Case Study: Regression

Scenario

You are working as an analyst for a real estate company. Your company wants to build a machine learning model to predict the selling prices of houses based on a variety of features on which the value of the house is evaluated. Objective Your job is to build a model that will predict the price of a house based on features provided in the dataset. Senior management also wants to explore the characteristics of the houses using some business intelligence tools. One of those parameters includes understanding which factors are responsible for higher property value - $650K and above. Dataset

The dataset consists of information on 22,000 properties. The dataset consists of historic data of houses sold between May 2014 to May 2015. These are the definitions of data points provided: Note: For some of the variables are self-explanatory, no definition has been provided.

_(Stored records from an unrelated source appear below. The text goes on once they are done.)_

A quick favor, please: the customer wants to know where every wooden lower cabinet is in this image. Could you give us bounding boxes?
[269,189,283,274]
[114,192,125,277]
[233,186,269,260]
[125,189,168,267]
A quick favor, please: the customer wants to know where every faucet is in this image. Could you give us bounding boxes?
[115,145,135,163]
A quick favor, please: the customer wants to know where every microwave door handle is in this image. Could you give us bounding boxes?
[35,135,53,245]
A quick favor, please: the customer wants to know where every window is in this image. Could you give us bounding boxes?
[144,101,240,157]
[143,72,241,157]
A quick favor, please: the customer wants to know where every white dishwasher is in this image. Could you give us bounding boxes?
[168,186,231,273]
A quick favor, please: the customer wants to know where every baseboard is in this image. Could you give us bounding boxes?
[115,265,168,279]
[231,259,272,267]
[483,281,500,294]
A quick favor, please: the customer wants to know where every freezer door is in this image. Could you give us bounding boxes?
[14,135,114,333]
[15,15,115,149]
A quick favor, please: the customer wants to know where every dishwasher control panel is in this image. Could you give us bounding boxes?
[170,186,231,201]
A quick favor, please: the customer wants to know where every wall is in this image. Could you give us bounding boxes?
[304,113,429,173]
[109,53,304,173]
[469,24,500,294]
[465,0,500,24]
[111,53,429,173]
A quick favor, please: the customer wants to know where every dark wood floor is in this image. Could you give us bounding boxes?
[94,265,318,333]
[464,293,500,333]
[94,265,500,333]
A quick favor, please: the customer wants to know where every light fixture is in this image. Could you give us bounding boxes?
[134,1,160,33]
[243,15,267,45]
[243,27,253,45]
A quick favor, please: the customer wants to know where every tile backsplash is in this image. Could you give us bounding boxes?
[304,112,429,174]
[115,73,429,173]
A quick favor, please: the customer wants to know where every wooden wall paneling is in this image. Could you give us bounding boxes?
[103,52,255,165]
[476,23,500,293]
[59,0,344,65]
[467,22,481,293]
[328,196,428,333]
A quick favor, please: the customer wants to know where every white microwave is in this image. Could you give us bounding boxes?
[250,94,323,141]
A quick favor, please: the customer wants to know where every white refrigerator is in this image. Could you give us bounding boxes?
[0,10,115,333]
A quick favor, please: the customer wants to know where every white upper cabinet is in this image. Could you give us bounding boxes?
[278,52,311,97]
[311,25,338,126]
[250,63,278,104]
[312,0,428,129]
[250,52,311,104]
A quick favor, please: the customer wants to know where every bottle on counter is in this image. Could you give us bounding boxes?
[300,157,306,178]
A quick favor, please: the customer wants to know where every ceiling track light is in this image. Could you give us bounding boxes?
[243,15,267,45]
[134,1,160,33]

Id: Unique identification number for the property

date: the date the house was sold

price: the price of the house

waterfront: the house which has a view to a waterfront condition: How good the condition is (Overall). 1 indicates worn-out property and 5 excellent.

grade: Overall grade given to the housing unit, based on the King County grading system. 1 poor, 13 excellent.

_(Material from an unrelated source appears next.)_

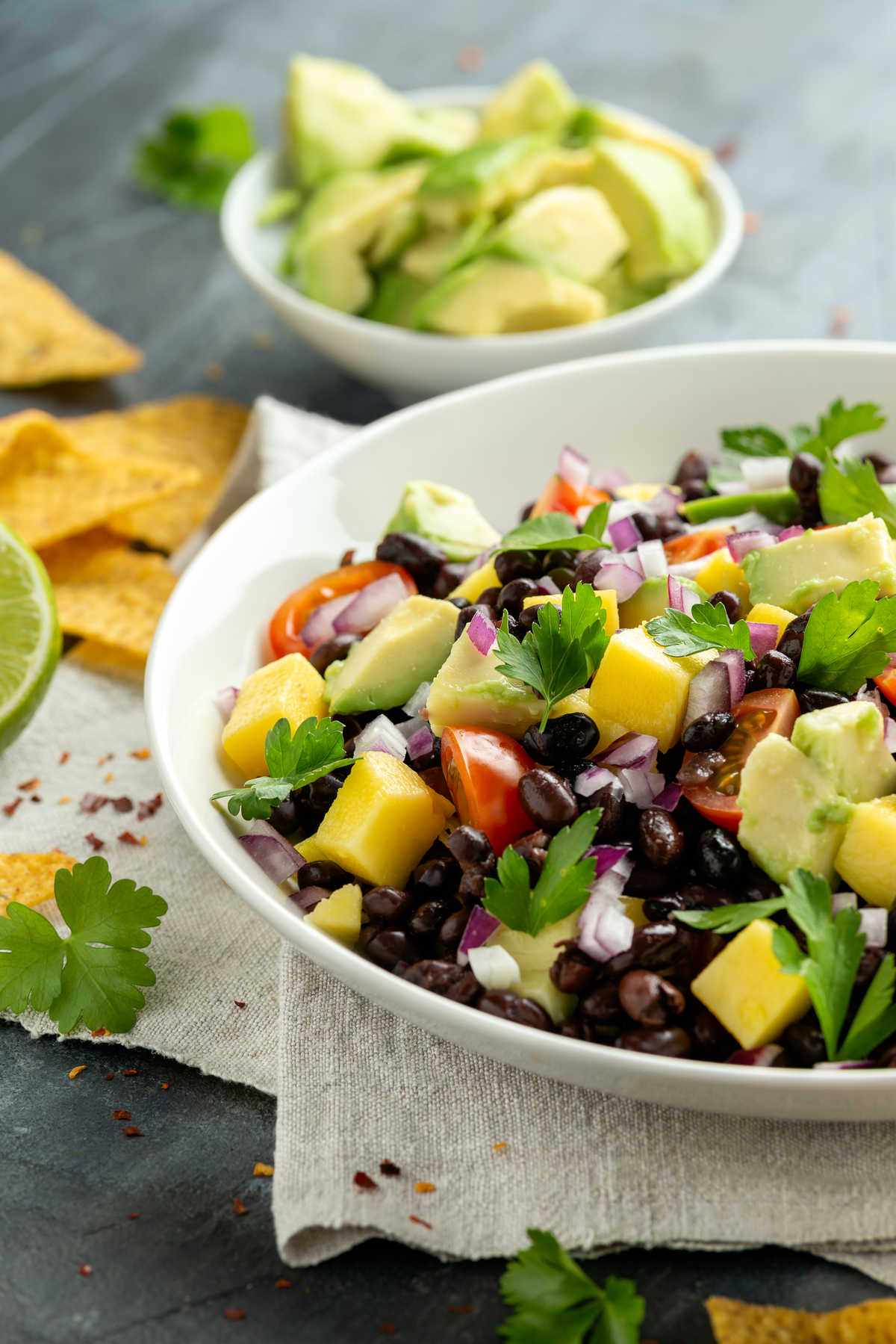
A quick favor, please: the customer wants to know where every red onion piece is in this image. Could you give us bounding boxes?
[466,612,498,657]
[457,906,501,966]
[333,574,407,634]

Sqft_above: square footage of house apart from the basement

Sqft_living15: Living room area in 2015(implies-- some renovations) This might or might not have affected the lotSize area.

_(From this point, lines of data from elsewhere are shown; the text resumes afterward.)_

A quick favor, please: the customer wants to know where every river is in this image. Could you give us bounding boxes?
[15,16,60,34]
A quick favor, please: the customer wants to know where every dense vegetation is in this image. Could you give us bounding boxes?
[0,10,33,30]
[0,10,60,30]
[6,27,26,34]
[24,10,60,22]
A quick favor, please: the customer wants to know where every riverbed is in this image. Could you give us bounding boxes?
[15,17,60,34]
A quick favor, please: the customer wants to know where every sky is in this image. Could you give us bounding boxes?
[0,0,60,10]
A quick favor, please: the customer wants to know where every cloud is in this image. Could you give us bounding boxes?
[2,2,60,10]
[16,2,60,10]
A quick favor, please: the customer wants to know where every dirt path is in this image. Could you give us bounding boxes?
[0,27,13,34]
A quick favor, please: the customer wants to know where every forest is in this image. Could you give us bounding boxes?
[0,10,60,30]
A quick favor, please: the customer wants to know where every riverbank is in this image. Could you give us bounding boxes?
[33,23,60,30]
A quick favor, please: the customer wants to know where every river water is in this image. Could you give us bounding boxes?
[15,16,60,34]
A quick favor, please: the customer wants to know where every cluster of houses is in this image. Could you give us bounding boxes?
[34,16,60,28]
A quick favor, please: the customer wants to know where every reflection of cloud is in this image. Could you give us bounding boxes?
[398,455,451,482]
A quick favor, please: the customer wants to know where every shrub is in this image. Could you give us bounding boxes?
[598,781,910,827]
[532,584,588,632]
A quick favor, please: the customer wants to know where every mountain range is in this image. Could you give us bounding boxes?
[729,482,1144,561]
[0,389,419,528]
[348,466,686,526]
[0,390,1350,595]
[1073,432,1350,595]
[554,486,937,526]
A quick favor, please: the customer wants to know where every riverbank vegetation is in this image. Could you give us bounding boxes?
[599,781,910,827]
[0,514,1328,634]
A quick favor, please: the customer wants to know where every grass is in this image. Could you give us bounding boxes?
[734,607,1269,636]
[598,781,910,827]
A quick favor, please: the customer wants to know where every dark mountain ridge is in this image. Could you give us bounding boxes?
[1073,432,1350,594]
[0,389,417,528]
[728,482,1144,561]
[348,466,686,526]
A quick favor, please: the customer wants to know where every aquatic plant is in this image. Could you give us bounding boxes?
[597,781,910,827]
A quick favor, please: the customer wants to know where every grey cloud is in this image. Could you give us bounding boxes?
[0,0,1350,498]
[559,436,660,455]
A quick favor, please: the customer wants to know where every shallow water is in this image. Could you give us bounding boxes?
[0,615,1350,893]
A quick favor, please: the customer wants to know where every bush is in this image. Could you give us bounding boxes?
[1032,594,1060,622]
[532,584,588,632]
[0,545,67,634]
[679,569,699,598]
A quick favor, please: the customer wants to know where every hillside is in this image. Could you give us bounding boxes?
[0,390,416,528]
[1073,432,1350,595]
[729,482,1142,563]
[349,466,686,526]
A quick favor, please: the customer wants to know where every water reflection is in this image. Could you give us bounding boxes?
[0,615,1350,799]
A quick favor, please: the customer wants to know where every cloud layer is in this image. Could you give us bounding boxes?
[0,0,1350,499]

Sqft_lot15: lotSize area in 2015(implies-- some renovations)

Expected Outcomes

We encourage you to thoroughly understand your data and take the necessary steps to prepare your data for modeling before building exploratory or predictive models. Since this is a classification model, you can use linear regression for classification for building a model. You are also encouraged to use other models in your project including KNN, decision trees for regression.

  1. Explore the data

To explore the data, you can use the techniques that have been discussed in class. Some of them include using the describe method, checking null values, using Matplotlib, and Seaborn for developing visualizations. The data has many categorical and numerical variables. Explore the nature of data for these variables before you start with the data cleaning process and then data pre-processing (scaling numerical variables and encoding categorical variables).

  1. Build a Model

Use different models to compare the accuracies and find the model that best fits your data. You can use the measures of accuracies that have been discussed in class. Please note that while comparing different models, make sure you use the same measure of accuracy as a benchmark.

  1. Visualize

You will use Tableau to visually explore the data further. The questions have been provided in this document for which you can use tableau.

Deliverables

A slides deck: use slides.com for simple yet effective templates or download the templates inside this repo. A presentation: Your public presentation should last between 5 and 7 minutes. SQL Queries: Access SQL Questions Doc and make sure you run these queries using SQL. A Tableau Dashboard: Follow the instructions in this document to build in Tableau. Python code: Your code will be reviewed. Make sure you follow the best practices explained in the class so far.

Evaluation Criteria

Critical Thinking Communication Transparency Thoroughness

Tips & Tricks

Organize yourself (don’t get lost!). Respect deadlines. Ask for help but don’t forget that Google is your friend. Define a simple approach first. You never know how the data can betray you. 😉 Document your work. Learn about the problem and what research has been done before you. Before making a graph, think about what you want to represent.